Algae Alive! Innovative science project engages students during pandemic
From left, Alli Kernan, Kait Giffin, Derek Smith and Emma Rashleigh check a sample of water containing algae for the presence of brine shrimp during David Lillard's AP Biology class at Glacier High School on Wednesday, April 21. (Casey Kreider/Daily Inter Lake)
Derek Smith uses the light on his cell phone to check a sample of water containing algae for brine shrimp during David Lillard's AP Biology class at Glacier High School on Wednesday, April 21. (Casey Kreider/Daily Inter Lake)
Students in David Lillard's AP Biology class test a sample of water containing algae to determine the secchi depth as part of an ecology unit at Glacier High School on Wednesday, April 21. Secchi depth is the depth of water beyond which a high-contrast pattern on a submerged disk is no longer visible. (Casey Kreider/Daily Inter Lake)
Students in David Lillard's AP Biology class test a sample of water containing algae to determine the number of brine shrimp present as part of an ecology unit at Glacier High School on Wednesday, April 21. (Casey Kreider/Daily Inter Lake)
Daily Inter Lake | May 19, 2021 12:00 AM
As schools shut down and students were quarantined during the pandemic, educators such as Glacier High School science teacher David Lillard sought ways to give students a hands-on experience whether they were at school or at home.
In Lillard’s case it was a lab he came up with called Algae Alive!, drawing inspiration from an experiment he saw on display at a Seattle science conference he attended with colleagues prior to the pandemic. Algae Alive! ties into a unit on ecology and lets students design an experiment using algae and brine shrimp by coming up with their own questions, hypotheses and independent variables.
Through a Kalispell Education Foundation $1,098 grant, he was able to purchase supplies and equipment that would be easily accessible to students on campus or at home. He has also reached out to other teachers about adapting the project to the elementary and middle-school level.
“I’m always looking for ways that we can have living things in the lab that we can experiment with,” Lillard said. “It’s hard to find living models that, you know, are cheap and can be used effectively in the classroom without a lot of equipment, and I just thought it was a cool idea. It’s actually its own little ecosystem.”
FORTUNATELY, WHILE the lab was being conducted in his Advanced Placement (AP) biology class last month, all the students were attending school on campus.
On April 21, the AP biology students were nearing the end of the 17-day lab. At one table, junior Bridgett Meskis opened up her notebook where she was tracking data such as algae growth and was on the third day of tracking the brine shrimp, which they had added on day 10.
“We’re learning how different parts of the environment work together,” Meskis said.
The lab focuses on how abiotic (non-living) factors, such as temperature, light and salinity, for example, affect the population of algae and brine shrimp, Lillard explained.
“So we changed an abiotic factor to see how it affects the population of algae and then the brine shrimp eat the algae, so you know if we change the algae population it’s going to affect the brine shrimp as well,” Lillard said.

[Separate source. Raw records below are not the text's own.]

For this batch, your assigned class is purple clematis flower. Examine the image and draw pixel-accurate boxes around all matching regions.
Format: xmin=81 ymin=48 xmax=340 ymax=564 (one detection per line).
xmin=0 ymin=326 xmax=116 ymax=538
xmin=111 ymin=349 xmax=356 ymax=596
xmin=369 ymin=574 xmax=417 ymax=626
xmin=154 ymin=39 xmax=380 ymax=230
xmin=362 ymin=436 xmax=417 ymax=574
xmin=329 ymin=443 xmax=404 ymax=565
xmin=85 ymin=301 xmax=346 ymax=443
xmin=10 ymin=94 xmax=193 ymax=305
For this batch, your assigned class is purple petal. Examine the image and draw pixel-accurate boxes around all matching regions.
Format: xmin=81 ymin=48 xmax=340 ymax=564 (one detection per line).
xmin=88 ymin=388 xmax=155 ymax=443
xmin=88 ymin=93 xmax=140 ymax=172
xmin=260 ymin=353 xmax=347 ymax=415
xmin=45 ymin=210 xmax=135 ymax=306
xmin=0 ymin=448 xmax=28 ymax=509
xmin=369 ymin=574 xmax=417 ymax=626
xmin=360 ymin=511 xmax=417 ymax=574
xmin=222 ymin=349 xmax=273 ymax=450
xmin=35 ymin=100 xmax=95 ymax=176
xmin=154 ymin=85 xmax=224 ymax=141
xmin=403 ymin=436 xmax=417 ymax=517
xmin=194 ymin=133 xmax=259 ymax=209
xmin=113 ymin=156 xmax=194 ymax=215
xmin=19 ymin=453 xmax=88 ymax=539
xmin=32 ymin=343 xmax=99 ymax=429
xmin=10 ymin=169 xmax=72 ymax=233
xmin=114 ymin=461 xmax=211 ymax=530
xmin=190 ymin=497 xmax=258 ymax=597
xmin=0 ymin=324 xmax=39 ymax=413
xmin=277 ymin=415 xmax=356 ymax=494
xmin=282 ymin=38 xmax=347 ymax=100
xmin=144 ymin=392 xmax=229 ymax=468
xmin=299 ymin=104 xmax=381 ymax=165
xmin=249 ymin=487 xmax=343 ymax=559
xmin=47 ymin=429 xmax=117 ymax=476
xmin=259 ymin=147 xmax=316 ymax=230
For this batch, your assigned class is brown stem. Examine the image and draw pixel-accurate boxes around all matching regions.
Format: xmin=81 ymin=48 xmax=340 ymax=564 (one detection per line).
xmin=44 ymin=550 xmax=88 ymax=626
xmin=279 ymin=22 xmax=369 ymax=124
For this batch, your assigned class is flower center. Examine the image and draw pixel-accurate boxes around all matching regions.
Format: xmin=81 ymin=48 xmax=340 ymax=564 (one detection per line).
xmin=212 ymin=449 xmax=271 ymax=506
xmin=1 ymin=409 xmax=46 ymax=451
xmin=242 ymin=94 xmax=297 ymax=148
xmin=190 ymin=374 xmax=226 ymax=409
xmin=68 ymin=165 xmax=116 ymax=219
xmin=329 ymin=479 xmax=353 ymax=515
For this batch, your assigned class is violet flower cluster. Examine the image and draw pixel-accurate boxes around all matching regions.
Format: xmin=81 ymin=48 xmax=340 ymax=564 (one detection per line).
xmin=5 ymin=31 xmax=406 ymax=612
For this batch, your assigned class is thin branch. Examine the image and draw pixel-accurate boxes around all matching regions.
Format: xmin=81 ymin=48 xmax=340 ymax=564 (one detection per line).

“They designed their independent variable — what they wanted to test — and so they had to have different hypotheses,” he added.
Meskis’ group changed salinity.
“We have all these samples of water and they all have different amounts of salt in relation to the water and then we put algae in,” Meskis said. “We let the algae grow and we measured how much of it there is and then put brine shrimp in. Will the ecosystem we’ve created favor algae or the brine shrimp?
“We’re trying to determine what the environment prefers, or what organisms prefer what environments,” she added.
IN ANOTHER group, junior Marius DeVries said they changed light intensity using different bulb wattages. Group member Kait Giffin said the group hypothesized “If the populations have more light then they will grow better and faster.”
Counting the brine shrimp will tell how the algae population relates to the brine-shrimp population, DeVries said. In preparing to count the shrimp, DeVries turned on his phone’s flashlight function and held it up to a graduated cylinder containing the greenish liquid to better see the tiny aquatic crustaceans.
“The alga is a producer and it gets its energy and grows from the light and then the brine shrimp eat that,” DeVries said, basically showing how they limit each other.
He said at the end of the lab, the group plans to plot the data on a chart.
“Eventually, at the end, we can average the data and once we graph it we’ll be able to make a good conclusion.”
Lillard noted, “Hopefully they’re going to see how the population of algae has changed over that period of time.”